Contact Information:
David.Sheridan@csulb.edu
 
Office: FO2-224
California State University, Long Beach
1250 Bellflower Blvd., MS 1601
Long Beach, CA 90840-1601

 

David Sheridan has taught in the History Department at California State University, Long Beach since the Fall of 2006.  His research interests and training are in Modern European history, with a focus on gender, music, culture, and social history.  His research on the relationship between musical work, gender, and wartime identity during the Second World War in Britain formed the crux of his doctoral project.  Dr. Sheridan’s teaching responsibilities include leading Early Modern and Modern European courses, British upper-division courses, core courses, critical thinking, Modern Western Civilization, and American surveys.  In addition to his work on campus, he performs as a professional musician, both as a choral singer and conductor, within the Southern California choral music scene.  Outside his work life, David enjoys the music of Maurice Duruflé and Mama Cass, spending time in Cambria, Charleston, Saint Augustine, and Alligator Point, getting to snow ski, following Florida State college football, basketball, and baseball, and watching and rewatching the films of Terrence Malick and Krzysztof Kieślowski.   He lives with his wife Anne-Elizabeth (also a fellow historian) and his daughter and son.

 

 

Education

B.A. History, Minor in Religion, The Florida State University

B.M.E., Instrumental Music, The Florida State University

Ph.D., European History, University of Southern California

 

Research and Publication

“ ‘Give us More Music’:  Women, Work, and Musical Culture in Wartime Britain, 1939-1945.” (doctoral dissertation)

“ ‘Singing While England is Burning’: Women as Working ‘Music Travellers’ in Wartime Britain,” in Women and Work Culture in Britain, 1850-1950, eds.
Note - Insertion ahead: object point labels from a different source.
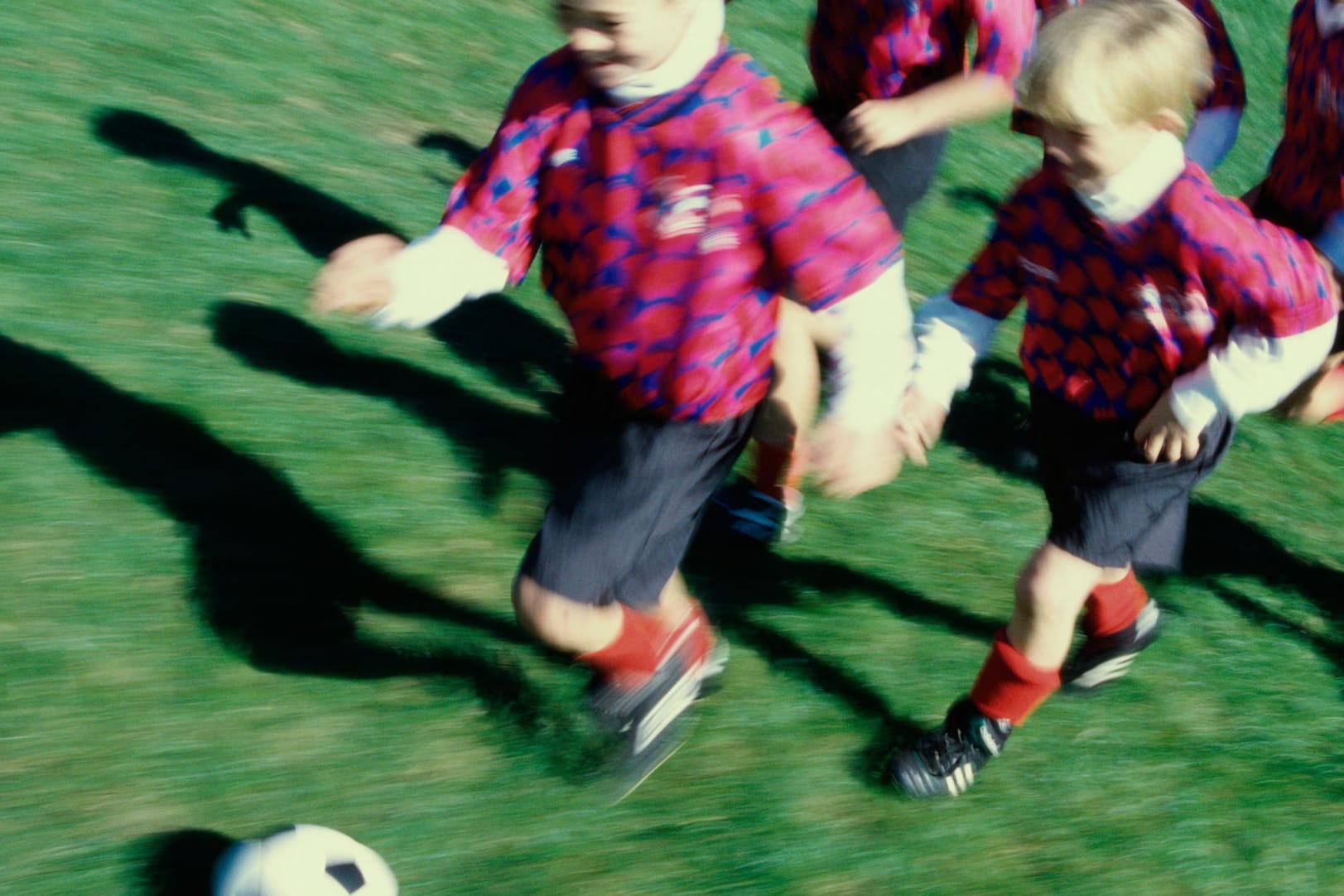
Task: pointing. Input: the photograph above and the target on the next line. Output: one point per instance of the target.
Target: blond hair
(1115, 62)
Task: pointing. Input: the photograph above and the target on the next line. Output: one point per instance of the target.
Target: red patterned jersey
(1115, 312)
(1307, 174)
(668, 229)
(882, 49)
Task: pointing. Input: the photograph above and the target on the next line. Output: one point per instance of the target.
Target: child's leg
(778, 462)
(1024, 661)
(561, 624)
(1320, 399)
(1022, 669)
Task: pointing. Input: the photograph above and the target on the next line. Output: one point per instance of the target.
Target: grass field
(256, 563)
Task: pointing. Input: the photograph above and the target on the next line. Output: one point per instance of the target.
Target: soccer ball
(302, 860)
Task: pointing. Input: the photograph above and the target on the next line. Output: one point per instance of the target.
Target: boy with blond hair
(1158, 313)
(673, 196)
(893, 77)
(1218, 113)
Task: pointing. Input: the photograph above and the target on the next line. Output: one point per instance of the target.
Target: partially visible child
(1304, 187)
(1218, 114)
(893, 77)
(673, 196)
(1158, 313)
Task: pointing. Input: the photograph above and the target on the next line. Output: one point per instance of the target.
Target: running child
(893, 77)
(1304, 187)
(1158, 313)
(673, 196)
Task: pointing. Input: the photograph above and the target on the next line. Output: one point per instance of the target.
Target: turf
(256, 561)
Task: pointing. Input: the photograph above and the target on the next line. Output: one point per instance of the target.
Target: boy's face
(619, 39)
(1091, 156)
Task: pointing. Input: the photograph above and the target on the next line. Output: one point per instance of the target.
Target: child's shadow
(459, 151)
(491, 437)
(733, 578)
(273, 579)
(498, 438)
(1218, 542)
(181, 863)
(317, 222)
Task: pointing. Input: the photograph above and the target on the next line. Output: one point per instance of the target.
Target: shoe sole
(1117, 667)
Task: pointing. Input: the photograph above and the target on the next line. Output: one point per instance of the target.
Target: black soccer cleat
(1106, 658)
(945, 762)
(651, 720)
(742, 511)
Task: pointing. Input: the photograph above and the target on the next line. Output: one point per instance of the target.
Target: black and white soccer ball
(302, 860)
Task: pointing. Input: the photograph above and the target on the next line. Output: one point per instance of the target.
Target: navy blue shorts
(901, 175)
(1109, 505)
(630, 494)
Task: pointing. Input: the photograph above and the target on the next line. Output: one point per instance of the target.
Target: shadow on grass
(181, 863)
(460, 152)
(498, 438)
(273, 579)
(973, 198)
(487, 436)
(317, 222)
(734, 578)
(1218, 542)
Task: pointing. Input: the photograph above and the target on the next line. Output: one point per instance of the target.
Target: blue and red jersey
(882, 49)
(670, 229)
(1307, 174)
(1117, 312)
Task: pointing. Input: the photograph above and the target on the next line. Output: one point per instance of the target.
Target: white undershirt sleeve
(874, 352)
(951, 337)
(437, 273)
(1250, 373)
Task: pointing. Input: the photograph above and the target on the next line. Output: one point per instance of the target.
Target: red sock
(695, 633)
(1009, 686)
(777, 468)
(634, 650)
(1112, 608)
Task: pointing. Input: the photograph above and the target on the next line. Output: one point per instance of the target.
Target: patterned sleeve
(1229, 82)
(992, 284)
(495, 200)
(826, 231)
(1265, 277)
(1004, 31)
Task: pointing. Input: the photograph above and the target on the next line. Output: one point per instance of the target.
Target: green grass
(256, 563)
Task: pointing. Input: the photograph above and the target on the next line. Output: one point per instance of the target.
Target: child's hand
(848, 462)
(1162, 437)
(922, 422)
(354, 280)
(877, 124)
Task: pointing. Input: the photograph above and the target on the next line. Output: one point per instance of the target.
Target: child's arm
(1249, 373)
(1283, 306)
(956, 328)
(1004, 31)
(407, 285)
(877, 124)
(484, 239)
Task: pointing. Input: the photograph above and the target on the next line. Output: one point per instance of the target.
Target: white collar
(699, 45)
(1329, 17)
(1130, 192)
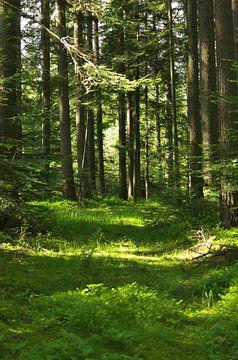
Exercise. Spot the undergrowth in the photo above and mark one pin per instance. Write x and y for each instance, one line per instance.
(111, 280)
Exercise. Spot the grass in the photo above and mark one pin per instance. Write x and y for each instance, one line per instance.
(109, 280)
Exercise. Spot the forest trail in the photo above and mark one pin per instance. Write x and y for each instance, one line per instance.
(112, 283)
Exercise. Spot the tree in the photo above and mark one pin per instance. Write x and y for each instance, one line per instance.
(46, 83)
(173, 93)
(99, 118)
(10, 80)
(227, 117)
(208, 83)
(64, 115)
(194, 118)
Krista Cowman and Louise Jackson, Ashgate, 2005.

 

Courses taught

Undergraduate Program

Lower-division: Critical Thinking (History 101), Early U.S. History and Recent U.S. History (History 172, 173), Early World History (History 211), Modern Western Civilization (History 132)

Upper-division core: Methodologies of History (History 301), Theory and History (History 302), Senior Seminar (History 499)
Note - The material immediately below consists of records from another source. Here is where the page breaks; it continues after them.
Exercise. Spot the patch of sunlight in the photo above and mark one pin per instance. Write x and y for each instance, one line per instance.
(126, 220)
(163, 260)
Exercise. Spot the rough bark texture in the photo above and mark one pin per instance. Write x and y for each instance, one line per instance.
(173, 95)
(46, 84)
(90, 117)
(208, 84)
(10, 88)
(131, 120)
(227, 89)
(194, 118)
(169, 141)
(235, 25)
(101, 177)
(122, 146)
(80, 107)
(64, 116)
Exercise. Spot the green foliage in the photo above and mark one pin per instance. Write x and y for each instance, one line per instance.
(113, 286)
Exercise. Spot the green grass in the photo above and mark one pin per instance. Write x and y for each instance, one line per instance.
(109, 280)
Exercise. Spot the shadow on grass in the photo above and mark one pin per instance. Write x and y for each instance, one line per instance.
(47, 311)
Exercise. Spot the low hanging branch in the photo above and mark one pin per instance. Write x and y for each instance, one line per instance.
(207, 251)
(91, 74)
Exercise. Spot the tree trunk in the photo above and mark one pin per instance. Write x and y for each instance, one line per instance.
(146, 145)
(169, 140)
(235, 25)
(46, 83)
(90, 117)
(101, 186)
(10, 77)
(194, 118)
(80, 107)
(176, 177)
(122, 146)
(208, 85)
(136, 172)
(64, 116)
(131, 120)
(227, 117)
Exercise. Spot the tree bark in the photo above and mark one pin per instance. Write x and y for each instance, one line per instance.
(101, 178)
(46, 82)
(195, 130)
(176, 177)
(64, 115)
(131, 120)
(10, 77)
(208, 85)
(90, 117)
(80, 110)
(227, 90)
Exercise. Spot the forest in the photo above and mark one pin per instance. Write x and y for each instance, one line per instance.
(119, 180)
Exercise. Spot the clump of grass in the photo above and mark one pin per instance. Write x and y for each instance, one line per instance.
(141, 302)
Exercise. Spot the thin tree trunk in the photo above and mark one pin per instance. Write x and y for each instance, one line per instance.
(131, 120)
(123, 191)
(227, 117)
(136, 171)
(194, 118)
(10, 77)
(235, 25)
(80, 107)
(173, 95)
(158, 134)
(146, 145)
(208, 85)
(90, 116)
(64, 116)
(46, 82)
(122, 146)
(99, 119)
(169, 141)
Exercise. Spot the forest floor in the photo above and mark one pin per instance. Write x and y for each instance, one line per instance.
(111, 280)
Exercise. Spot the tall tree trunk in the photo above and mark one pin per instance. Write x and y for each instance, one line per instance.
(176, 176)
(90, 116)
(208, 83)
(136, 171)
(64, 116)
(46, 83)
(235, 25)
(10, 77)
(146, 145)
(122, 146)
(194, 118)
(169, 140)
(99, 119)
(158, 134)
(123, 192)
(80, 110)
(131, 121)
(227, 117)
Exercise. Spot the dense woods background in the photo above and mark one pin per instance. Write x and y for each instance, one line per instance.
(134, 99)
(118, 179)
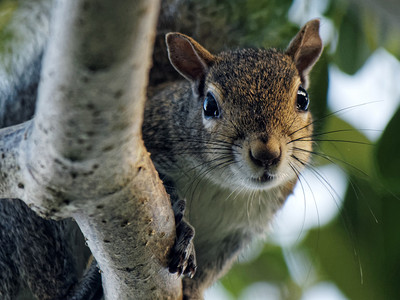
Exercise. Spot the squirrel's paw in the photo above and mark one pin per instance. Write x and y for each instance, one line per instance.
(182, 257)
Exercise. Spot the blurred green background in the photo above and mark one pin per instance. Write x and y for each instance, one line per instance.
(340, 240)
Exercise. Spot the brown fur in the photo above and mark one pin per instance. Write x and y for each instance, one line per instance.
(236, 169)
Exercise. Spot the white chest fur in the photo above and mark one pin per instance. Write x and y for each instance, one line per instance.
(217, 212)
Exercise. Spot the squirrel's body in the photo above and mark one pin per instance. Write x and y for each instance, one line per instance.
(231, 141)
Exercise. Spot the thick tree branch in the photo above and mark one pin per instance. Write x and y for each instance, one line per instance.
(83, 156)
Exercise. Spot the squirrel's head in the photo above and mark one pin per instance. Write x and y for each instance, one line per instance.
(253, 107)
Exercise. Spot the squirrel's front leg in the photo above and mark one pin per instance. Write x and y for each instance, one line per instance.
(182, 255)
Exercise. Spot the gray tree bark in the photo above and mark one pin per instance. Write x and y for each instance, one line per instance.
(82, 154)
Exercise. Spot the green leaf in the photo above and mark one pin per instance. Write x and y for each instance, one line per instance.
(388, 157)
(341, 143)
(269, 266)
(353, 48)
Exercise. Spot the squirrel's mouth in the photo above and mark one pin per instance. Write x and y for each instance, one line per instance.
(265, 178)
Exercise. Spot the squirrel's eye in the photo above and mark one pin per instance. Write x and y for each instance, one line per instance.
(302, 99)
(210, 106)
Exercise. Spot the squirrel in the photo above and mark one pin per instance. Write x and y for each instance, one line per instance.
(229, 143)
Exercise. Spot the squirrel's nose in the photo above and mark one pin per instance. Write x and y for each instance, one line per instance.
(265, 154)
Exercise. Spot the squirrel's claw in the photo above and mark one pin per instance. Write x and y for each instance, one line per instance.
(182, 256)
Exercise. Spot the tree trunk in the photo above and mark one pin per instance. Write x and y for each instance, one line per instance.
(82, 154)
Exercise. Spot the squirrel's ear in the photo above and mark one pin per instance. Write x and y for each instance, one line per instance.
(188, 57)
(305, 49)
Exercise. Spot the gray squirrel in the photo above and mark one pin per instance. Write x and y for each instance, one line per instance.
(228, 143)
Upper-division electives: Early Modern Europe (History 330), Modern Europe (History 331), 19th-Century Europe (History 337), Women and Gender in Modern Europe (History 338), Europe: 1890-1945 (History 339), Europe: 1945-present (History 340), Tudor-Stuart England, (History 353), Georgian and Victorian Britain (History 356), Recent Britain (History 357), History of Modern Western Scientific Thought (History 400)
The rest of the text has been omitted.